Automating Azure Image builds with HashiCorp Packer and GitHub Actions

Lukas RottachLukas Rottach
13 min read

Welcome to part two of my series of blogs Managing Azure Images. In this part of the series we will implement some exciting changes to our existing project like automated, recurring image builds.

Recap

In the first part of this series we explored the capabilities of building Azure Images with Packer, had a look at the structure of a template and built a Packer template to build our first image. After finishing the first part you should understand the basics of Packer, customize your build with provisioners and build your images.

In the previous post of this series, we learned how to start building custom Azure Images using HashiCorp Packer. We created a basic Packer template with HCL to set up a consistent and automated process for managing Windows images. We also explored using provisioners to install software, manage reboots, and properly deprovision images with Sysprep. By following along, you successfully built your first managed Azure Image manually, seeing firsthand how Packer simplifies image creation, reduces manual work, and improves consistency across environments. Now, it's time to take this a step further and automate the entire build process.

Foreword

Before we start, a few words. So, why do we even want to develop this project further at all? Well, the initial setup from our previous blog comes with a couple of downsides. First and foremost, we have to run the Packer build manually each time we want a fresh Azure image. Let's be honest, no one enjoys repetitive manual tasks. For the rest of us, automating the process and scheduling regular image builds not only saves time but also ensures that our images are consistently up-to-date, secure, and ready whenever we need them.

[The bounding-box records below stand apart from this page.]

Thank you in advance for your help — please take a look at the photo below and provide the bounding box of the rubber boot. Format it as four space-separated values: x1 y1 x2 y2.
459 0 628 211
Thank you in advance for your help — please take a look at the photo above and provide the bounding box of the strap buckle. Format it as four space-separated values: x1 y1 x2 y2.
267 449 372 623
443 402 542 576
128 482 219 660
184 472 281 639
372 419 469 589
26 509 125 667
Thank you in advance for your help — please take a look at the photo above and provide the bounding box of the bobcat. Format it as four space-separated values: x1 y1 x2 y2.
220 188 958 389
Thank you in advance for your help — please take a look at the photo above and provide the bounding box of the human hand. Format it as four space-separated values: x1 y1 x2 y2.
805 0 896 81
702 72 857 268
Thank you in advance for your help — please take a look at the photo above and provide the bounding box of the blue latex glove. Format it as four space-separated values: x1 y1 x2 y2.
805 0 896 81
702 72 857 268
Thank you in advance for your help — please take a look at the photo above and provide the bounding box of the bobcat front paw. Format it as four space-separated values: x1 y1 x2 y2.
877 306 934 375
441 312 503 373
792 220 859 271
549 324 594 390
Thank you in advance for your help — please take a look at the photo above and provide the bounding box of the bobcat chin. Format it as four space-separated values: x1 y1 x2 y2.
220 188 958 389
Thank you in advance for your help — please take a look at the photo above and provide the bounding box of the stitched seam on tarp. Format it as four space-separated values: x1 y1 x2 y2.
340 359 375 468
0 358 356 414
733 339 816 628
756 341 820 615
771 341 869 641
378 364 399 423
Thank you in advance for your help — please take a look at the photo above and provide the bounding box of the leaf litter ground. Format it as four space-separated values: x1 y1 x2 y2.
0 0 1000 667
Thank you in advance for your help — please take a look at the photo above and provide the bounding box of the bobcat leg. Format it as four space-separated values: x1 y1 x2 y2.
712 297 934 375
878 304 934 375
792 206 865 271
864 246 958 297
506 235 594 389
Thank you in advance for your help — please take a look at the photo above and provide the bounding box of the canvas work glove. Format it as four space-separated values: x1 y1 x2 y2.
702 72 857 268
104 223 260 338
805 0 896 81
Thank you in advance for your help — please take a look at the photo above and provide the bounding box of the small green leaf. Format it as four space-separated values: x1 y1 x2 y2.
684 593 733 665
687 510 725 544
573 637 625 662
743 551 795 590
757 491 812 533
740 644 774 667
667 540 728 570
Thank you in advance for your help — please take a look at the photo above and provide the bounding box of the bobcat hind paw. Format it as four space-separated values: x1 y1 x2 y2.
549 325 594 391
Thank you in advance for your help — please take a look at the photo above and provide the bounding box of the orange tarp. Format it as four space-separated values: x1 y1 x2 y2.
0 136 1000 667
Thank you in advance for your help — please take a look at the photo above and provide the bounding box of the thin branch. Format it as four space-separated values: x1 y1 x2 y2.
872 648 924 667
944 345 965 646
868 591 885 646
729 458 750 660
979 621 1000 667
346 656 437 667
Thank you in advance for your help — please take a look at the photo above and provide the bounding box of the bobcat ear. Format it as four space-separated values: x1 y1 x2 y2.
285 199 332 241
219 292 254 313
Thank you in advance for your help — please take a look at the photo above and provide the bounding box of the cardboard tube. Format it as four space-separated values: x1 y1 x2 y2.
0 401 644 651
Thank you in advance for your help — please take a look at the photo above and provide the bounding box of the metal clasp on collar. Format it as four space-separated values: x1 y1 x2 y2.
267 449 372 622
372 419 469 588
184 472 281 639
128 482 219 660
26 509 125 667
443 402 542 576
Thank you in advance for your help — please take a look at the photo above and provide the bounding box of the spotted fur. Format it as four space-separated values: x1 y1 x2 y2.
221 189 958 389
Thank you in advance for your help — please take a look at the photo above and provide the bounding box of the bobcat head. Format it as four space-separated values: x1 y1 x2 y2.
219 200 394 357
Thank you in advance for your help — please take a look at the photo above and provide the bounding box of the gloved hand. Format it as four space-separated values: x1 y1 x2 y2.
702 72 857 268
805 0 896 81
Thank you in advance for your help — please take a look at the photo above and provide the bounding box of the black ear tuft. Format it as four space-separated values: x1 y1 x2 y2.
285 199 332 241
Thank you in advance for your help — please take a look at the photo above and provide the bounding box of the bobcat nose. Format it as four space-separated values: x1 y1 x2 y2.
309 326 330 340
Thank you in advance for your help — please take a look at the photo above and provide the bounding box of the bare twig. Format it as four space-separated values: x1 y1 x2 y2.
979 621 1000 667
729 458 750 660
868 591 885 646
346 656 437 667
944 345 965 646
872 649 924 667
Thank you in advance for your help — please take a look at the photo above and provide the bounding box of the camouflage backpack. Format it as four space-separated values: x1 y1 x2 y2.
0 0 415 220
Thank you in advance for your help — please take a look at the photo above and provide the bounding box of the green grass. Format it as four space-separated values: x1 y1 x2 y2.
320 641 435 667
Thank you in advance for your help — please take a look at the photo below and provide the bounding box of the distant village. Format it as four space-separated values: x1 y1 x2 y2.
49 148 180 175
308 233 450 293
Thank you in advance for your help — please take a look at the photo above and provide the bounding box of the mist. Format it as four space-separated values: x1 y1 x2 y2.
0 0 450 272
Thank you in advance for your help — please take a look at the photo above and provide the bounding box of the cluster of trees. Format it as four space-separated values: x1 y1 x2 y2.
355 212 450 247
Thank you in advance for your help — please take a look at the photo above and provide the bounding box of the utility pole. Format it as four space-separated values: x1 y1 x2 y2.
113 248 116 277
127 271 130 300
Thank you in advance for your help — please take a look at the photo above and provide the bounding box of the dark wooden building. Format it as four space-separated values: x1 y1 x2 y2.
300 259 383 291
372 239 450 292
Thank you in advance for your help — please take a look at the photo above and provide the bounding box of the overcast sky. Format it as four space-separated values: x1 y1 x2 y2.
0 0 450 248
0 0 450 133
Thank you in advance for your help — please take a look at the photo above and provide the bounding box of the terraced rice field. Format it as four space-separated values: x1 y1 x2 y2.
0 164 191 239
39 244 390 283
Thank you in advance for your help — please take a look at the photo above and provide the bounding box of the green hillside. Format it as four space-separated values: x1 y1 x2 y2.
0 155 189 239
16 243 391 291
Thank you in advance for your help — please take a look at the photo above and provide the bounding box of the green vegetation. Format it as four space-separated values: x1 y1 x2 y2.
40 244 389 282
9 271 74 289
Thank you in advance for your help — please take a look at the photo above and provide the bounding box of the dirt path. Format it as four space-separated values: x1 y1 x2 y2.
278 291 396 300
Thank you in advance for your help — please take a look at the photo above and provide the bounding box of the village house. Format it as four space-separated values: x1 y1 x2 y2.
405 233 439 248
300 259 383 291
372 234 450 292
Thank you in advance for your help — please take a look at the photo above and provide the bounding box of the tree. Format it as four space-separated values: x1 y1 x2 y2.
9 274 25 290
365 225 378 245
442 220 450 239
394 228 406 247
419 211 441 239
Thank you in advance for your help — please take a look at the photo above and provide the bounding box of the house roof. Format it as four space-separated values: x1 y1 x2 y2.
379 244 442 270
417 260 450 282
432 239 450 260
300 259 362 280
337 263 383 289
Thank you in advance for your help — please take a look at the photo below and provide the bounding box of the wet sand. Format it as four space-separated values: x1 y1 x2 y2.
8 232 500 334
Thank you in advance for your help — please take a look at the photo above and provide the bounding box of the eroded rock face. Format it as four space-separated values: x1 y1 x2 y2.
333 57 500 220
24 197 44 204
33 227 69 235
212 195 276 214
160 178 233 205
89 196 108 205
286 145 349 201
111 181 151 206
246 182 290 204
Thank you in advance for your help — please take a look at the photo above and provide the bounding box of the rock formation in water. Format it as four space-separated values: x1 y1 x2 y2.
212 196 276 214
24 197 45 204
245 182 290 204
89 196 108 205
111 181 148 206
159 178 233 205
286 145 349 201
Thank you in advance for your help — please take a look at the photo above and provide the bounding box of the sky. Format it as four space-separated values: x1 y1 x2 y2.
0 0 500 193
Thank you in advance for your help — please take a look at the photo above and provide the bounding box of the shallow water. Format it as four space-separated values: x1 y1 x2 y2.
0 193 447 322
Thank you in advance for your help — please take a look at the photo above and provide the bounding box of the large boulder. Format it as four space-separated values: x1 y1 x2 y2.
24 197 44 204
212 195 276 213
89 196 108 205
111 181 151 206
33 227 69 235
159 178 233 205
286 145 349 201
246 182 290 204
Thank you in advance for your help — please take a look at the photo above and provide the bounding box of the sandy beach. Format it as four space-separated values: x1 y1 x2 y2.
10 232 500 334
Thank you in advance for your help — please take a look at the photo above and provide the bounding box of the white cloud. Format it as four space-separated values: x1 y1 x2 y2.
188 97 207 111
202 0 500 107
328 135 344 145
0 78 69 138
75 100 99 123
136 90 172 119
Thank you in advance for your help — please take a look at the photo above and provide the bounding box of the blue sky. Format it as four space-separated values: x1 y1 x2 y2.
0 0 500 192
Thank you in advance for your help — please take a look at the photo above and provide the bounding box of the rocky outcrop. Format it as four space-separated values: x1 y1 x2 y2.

Another problem with our current setup is that you can't run the packer build twice without making manual adjustments. Since we're using Azure Managed Images, trying to create an image with the same name will cause the build to fail. The second run will unavoidable trip over the image created by the first run. Clearly, we need a more dynamic approach to image naming and management to avoid such collisions and ensure seamless, repeatable builds.

➡️ As always, you are welcome to check out the code on my GitHub repository instead of going through the development step by step: https://github.com/lrottach/blog-az-image-packer

Introduction

In this blog post, we're taking our Azure image management setup to the next level by introducing automation with GitHub Actions. We'll leverage GitHub Actions workflows to schedule recurring Packer image builds, ensuring we always have fresh and up-to-date images without needing to manually kick off builds ourselves. Of course, you can use a provider you prefer to build your pipeline. Additionally, we'll implement an Azure Compute Gallery, allowing us to efficiently store, replicate, and version our images with ease. By making our Packer builds dynamic, each scheduled run will automatically produce a unique version, helping us maintain clarity, consistency, and flexibility across our deployments. Let's dive in!

Authentication

Before we dive deeper into building our GitHub Actions pipeline, let's talk briefly about authentication. To automate deployments and execute Packer builds from GitHub Actions, we need secure and reliable authentication to Azure. For my scenario, I used Federated Identity, which allows GitHub Actions workflows to authenticate directly with Azure without the need to manage or store secrets explicitly. With federated identity, GitHub is granted trusted access to Azure through OpenID Connect (OIDC), eliminating the overhead and security concerns associated with traditional service principal credentials stored as GitHub secrets.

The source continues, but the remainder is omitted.